For more than 500 Harvey County residents it is welcome news: Kansas has received additional funds to support WIC and keep the program operational during a governmental shutdown.
According to KDHE, the funds should keep the program operating through March. The Special Supplemental Nutrition Program for Women, Infants, and Children (WIC) provides Federal grants to States for supplemental foods, health care referrals, and nutrition education for low-income pregnant, breastfeeding, and non-breastfeeding postpartum women, and to infants and children up to age 5 who are found to be at nutritional risk.
Locally the program is administrated by the Harvey County Health Department. According to Dave Thomason, Director of the Nutrition and WIC Services Section in the KDHE Bureau of Family Health, there were 521 recipients in Harvey County in December, the most recent statistics available. Of those, 119 were women — 40 of whom were pregnant — while 255 were children ages 1 through 5 and 147 were infants under the age of 1.

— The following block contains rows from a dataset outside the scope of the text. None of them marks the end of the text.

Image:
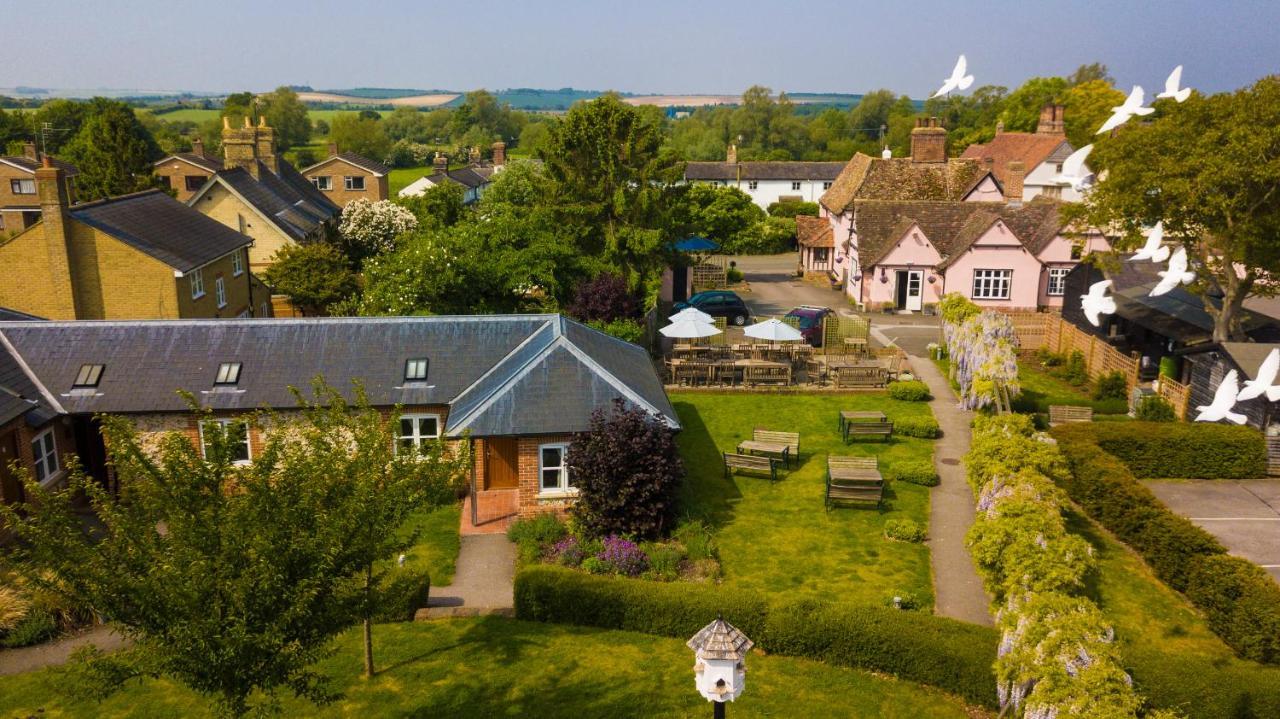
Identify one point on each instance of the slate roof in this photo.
(901, 178)
(1031, 149)
(763, 170)
(499, 374)
(356, 160)
(161, 227)
(202, 161)
(24, 163)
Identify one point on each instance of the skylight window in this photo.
(228, 374)
(415, 370)
(88, 376)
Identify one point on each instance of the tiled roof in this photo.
(814, 232)
(903, 179)
(1027, 147)
(499, 374)
(778, 170)
(161, 227)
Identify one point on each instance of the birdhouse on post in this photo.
(720, 668)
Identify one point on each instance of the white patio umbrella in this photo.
(689, 329)
(773, 330)
(693, 314)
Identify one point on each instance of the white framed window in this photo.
(1057, 280)
(417, 429)
(552, 470)
(197, 284)
(992, 284)
(44, 450)
(237, 439)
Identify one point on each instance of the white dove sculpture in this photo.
(1265, 384)
(1132, 106)
(1171, 88)
(1096, 302)
(1153, 250)
(958, 79)
(1074, 172)
(1224, 398)
(1175, 275)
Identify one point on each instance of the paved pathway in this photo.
(951, 507)
(51, 654)
(481, 584)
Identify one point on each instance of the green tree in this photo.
(113, 150)
(1210, 170)
(314, 275)
(287, 115)
(361, 134)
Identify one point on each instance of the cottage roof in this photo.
(763, 170)
(901, 179)
(163, 228)
(499, 374)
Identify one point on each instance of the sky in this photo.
(652, 46)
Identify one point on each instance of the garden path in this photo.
(956, 586)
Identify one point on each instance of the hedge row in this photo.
(910, 645)
(1185, 449)
(1240, 601)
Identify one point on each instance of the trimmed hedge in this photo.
(1240, 603)
(1187, 449)
(910, 645)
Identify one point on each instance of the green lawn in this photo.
(494, 667)
(777, 537)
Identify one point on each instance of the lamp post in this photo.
(720, 663)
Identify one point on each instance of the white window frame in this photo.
(48, 467)
(416, 438)
(197, 283)
(224, 424)
(562, 486)
(987, 283)
(1060, 275)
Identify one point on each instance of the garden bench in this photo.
(885, 430)
(854, 480)
(1063, 413)
(752, 463)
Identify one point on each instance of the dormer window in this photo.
(415, 370)
(228, 374)
(88, 376)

WIC gives about $70 per month to pregnant women, $90 per month to breastfeeding mothers, $140 per month for formual fed infants and $60 a month to children under the age of 5. Assistance can be used to purchase only WIC approved foods.
KDHE received an additional $1,421,255 for food purchases and $889,645 for Nutrition Services and Administration. These funds now allow Kansas to purchase foods until Mar. 4, 2019 and keep staff operational until Mar. 13.
“This is good news for the WIC program in Kansas,” Thomason said. “There is a great deal of uncertainty during the shutdown, so this news will help to communicate that the WIC program is secure into March. We will continue to share any other news about this program in the meantime.”
According to the USDA, there were 50,278 recipients of WIC in September 2018, the most recent number available. Accoring to kansaswic.org, the program serves all 102 counties in Kansas.
The USDA continues to monitor state WIC programs and is working to ensure that programs remain operational. States were instructed to contact the USDA prior to implementing any changes to the program that would curtail operations or in any way limit or restrict access to the program and its benefits.